Development of a method for the synthesis of basic catalysts with high number of active species

Abstract

Abstract Mesoporous silica MCF and metalosilicates Nb/MCF-14 and Ce/MCF-14 were modified with anchoring of melamine followed by (3-chloropropyl)trimethoxysilane functionalization. The texture/structure parameters, chemical composition and surface properties of synthesized samples were investigated by XRD, N2 adsorption/desorption, XPS, UV–vis, TG, elemental analysis and 2-propanol dehydration and dehydrogenation, whereas the activity of obtained catalysts was tested in the Knoevenagel condensation between benzaldehyde and malononitrile. The Knoevenagel reaction required the presence of basic active sites or a pair of acid-base active centers. The novelty of the presented work was the use of mesoporous cellular foam (MCF) also modified with niobium (Nb/MCF-14) or cerium species (Ce/MCF-14) as supports for melamine anchoring. The use of the mentioned supports allowed the investigation of the role of open structure of MCF and metal dopant on melamine loading, its stability and reactivity in the Knoevenagel condensation.

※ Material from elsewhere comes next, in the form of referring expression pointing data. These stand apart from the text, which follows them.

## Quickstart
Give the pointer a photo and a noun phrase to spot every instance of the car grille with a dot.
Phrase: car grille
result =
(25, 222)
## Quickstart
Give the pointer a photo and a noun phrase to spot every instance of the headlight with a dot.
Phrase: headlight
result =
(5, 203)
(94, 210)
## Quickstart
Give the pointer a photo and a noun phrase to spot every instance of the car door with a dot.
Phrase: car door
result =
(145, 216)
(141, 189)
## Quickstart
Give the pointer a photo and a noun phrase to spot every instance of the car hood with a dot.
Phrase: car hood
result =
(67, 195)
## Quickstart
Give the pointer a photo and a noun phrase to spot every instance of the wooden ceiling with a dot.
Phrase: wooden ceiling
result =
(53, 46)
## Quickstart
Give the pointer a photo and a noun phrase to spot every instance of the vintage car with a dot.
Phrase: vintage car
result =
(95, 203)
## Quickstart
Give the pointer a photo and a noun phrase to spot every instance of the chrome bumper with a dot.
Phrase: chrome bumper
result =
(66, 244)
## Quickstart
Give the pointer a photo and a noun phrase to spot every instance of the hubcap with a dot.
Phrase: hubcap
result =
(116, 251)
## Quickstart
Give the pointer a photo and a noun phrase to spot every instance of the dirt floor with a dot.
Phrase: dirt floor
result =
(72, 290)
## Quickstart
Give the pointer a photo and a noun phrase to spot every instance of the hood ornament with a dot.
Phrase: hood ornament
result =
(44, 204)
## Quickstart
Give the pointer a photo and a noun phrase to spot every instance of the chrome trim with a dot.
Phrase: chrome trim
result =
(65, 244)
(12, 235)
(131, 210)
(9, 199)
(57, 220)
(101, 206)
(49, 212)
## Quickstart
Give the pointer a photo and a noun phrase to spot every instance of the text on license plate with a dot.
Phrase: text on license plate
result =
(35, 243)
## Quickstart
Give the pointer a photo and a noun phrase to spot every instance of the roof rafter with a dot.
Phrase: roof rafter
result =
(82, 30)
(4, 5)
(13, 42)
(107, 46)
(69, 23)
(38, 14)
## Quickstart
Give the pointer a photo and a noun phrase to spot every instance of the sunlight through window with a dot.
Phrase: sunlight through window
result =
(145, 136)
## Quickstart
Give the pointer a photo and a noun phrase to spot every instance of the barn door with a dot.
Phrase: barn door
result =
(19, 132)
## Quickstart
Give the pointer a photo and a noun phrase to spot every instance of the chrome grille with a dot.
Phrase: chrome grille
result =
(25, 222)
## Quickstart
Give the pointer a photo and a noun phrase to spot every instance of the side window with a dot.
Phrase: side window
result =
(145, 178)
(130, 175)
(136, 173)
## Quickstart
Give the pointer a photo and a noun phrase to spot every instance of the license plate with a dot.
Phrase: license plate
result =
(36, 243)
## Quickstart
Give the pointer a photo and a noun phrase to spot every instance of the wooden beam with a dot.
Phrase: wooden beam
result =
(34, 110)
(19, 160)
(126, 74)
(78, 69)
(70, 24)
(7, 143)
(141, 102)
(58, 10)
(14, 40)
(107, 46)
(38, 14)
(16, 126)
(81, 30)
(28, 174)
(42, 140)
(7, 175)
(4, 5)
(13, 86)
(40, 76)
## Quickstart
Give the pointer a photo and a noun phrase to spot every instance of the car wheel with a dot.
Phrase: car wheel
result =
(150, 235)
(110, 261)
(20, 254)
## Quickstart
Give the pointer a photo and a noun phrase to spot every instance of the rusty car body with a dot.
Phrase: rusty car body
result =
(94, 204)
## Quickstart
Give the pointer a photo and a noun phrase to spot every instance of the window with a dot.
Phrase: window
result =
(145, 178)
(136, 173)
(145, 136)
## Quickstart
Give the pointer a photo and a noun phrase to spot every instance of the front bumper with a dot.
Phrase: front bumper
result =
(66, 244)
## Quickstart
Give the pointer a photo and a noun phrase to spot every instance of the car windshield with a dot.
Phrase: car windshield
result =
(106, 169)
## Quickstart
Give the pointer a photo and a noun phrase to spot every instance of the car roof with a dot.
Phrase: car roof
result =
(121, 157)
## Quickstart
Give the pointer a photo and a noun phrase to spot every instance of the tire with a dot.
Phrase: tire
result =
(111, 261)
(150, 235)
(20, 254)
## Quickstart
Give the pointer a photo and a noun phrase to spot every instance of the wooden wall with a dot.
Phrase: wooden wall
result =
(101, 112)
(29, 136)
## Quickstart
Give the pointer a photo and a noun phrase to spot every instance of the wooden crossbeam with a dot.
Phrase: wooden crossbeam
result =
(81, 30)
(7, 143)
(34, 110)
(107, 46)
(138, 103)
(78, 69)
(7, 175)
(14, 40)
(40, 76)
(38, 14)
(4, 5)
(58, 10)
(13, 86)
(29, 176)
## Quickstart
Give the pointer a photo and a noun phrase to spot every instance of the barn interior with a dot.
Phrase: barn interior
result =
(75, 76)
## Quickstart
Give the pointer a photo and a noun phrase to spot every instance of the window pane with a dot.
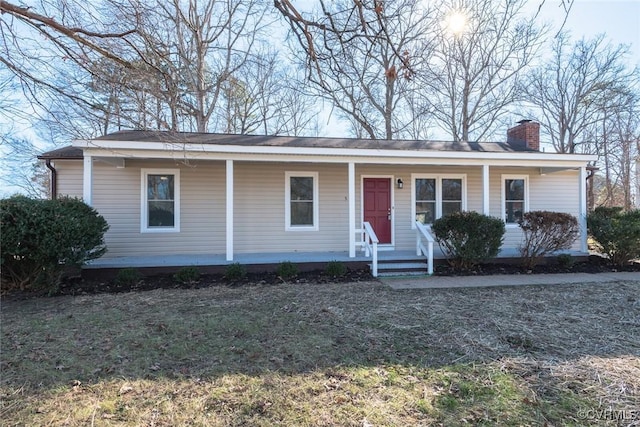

The obtained results clearly demonstrate that cerium and niobium species loaded into MCF increase significantly the efficiency of melamine loading as well as its stability. The anchoring of melamine to silica and metalosilicates increase the activity of this modifier as a result of formation of secondary amine species. The presence of defected ceria in Mel/Ce/MCF-14 raises the basicity of anchored melamine due to the electron donating effect of ceria. Consequently, the amine species in melamine are more active in the Knoevenagel condensation than those in Mel/Nb/MCF-14 because niobium species do not change oxidation state as easily as defected ceria.